What are you doing today to celebrate the life work of The Reverend Dr. Martin Luther King Jr.?

Now as to why it is my favorite holiday:

I grew up in California in the 60’s and 70’s. I was unaware of segregation, and quite honestly when my mother told me about it I was perplexed and confused. It just didn’t make sense to me. After all people are people. It wasn’t until I was a full blown adult that I realized my mother did everything she knew how, to raise me without hate or prejudice. Thank you Mom!

The kids I work with today don’t ignore race the way we were taught. They embrace it and fling it at each other like mashed potatoes on a plastic spoon. Phrases that were considered racial slurs are now bandied about like ping pong balls.

I spent a couple of years correcting and chastising kids for this behavior until I saw that it was healthy. Yes once in a while someone does feel hurt but it is rare, and I do work on conflict resolution in those cases, but for the most part it is the result of the acceptance of our differences.

Kids are great at acceptance. I am not Black. I will never know what it feels like to be Black. I will never see the world from the viewpoint of a Black person. It is ridiculous to say that we are all the same. We are not. We are different. I am OK with that. I actually really like  having friends who are different from me. It is hella more interesting. With all my heart I wish the rest of the world could take a cue from these kids. I got em in all shapes, sizes and colors, every diverse differentiation of humanity possible.

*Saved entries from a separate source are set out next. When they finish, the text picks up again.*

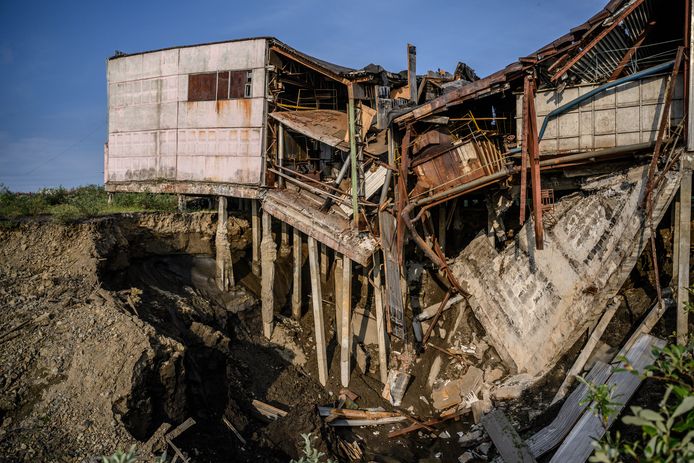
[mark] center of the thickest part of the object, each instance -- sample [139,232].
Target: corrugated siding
[625,115]
[155,133]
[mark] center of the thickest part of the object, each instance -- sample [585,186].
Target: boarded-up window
[238,82]
[202,87]
[222,85]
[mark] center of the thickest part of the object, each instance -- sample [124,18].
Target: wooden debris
[551,435]
[233,429]
[507,441]
[578,445]
[268,411]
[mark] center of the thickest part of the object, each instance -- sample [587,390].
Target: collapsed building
[527,195]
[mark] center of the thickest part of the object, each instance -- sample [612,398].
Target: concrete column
[267,280]
[324,264]
[317,298]
[223,263]
[380,319]
[255,230]
[346,323]
[442,227]
[285,249]
[683,250]
[338,297]
[296,290]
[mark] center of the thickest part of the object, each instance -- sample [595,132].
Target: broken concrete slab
[534,304]
[452,392]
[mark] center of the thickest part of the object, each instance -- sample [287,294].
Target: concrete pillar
[338,297]
[223,263]
[181,203]
[346,323]
[380,319]
[317,298]
[324,264]
[296,291]
[683,250]
[285,249]
[255,231]
[267,280]
[442,227]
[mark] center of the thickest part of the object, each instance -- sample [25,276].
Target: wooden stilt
[255,231]
[296,291]
[380,315]
[338,297]
[442,227]
[346,328]
[223,265]
[267,280]
[683,251]
[317,298]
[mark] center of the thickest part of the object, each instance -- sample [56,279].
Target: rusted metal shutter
[202,87]
[238,82]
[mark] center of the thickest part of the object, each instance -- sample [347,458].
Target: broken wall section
[534,304]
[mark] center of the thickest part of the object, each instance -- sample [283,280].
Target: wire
[60,153]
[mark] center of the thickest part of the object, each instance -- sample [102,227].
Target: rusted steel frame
[308,64]
[630,53]
[527,94]
[439,311]
[596,39]
[534,156]
[402,192]
[664,120]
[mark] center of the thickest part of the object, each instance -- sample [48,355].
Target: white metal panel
[625,115]
[156,134]
[246,54]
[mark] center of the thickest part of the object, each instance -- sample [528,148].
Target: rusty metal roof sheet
[325,125]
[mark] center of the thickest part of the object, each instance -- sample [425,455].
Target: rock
[434,371]
[470,439]
[491,375]
[513,387]
[362,357]
[453,392]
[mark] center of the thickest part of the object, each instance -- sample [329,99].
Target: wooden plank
[506,440]
[317,298]
[392,275]
[550,436]
[578,445]
[380,319]
[683,255]
[587,349]
[296,280]
[346,324]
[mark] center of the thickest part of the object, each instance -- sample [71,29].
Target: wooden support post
[323,263]
[317,298]
[534,158]
[346,328]
[267,279]
[380,318]
[338,297]
[353,155]
[684,250]
[223,264]
[442,228]
[296,291]
[255,231]
[285,249]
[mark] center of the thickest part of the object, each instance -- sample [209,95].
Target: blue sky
[53,56]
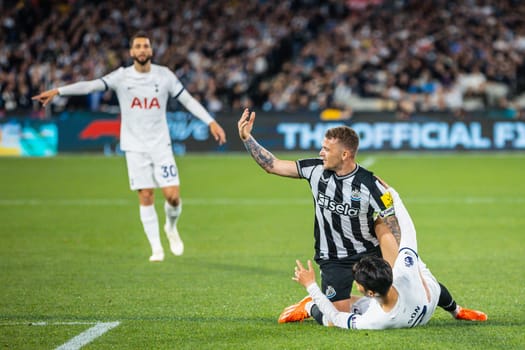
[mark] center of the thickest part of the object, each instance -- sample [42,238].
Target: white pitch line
[88,336]
[246,201]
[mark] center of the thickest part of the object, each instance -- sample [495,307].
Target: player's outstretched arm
[46,96]
[79,88]
[261,155]
[217,132]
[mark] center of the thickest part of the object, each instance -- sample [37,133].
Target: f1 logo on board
[101,128]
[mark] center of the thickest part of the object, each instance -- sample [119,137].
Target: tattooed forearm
[261,155]
[393,225]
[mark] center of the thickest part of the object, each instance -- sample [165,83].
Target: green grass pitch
[72,253]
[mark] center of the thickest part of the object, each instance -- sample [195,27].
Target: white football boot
[176,244]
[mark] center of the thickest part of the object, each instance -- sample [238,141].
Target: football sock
[316,314]
[150,221]
[446,301]
[172,213]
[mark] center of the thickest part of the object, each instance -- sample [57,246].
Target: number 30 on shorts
[169,171]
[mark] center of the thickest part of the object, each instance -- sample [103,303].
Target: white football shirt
[143,99]
[413,307]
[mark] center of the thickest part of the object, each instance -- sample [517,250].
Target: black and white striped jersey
[345,208]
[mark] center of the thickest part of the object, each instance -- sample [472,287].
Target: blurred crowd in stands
[288,55]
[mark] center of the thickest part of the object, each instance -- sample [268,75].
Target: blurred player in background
[143,91]
[353,215]
[404,295]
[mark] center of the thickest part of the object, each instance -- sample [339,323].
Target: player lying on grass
[353,215]
[404,296]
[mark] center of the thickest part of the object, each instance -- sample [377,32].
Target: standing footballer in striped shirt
[354,215]
[143,90]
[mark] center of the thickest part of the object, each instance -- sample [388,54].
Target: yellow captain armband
[387,199]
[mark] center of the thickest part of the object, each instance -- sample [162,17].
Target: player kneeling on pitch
[404,296]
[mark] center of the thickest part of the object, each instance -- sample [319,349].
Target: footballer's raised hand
[46,96]
[245,124]
[304,276]
[218,133]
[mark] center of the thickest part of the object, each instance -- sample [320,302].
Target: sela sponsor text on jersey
[339,208]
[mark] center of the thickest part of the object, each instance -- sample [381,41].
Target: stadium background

The only time they are bad to some one is when that person is being a ” Douchebag”. They are very adept at letting a kid know that is the reason for the shunning. It is never because of Color ( or lack thereof for my melatonin challenged friends like myself ).
So Thank you Reverend Doctor Martin Luther King Jr. for making these relationships possible. I hope you can see that we have made progress. We aren’t there yet but this next generation just might get us the rest of the way.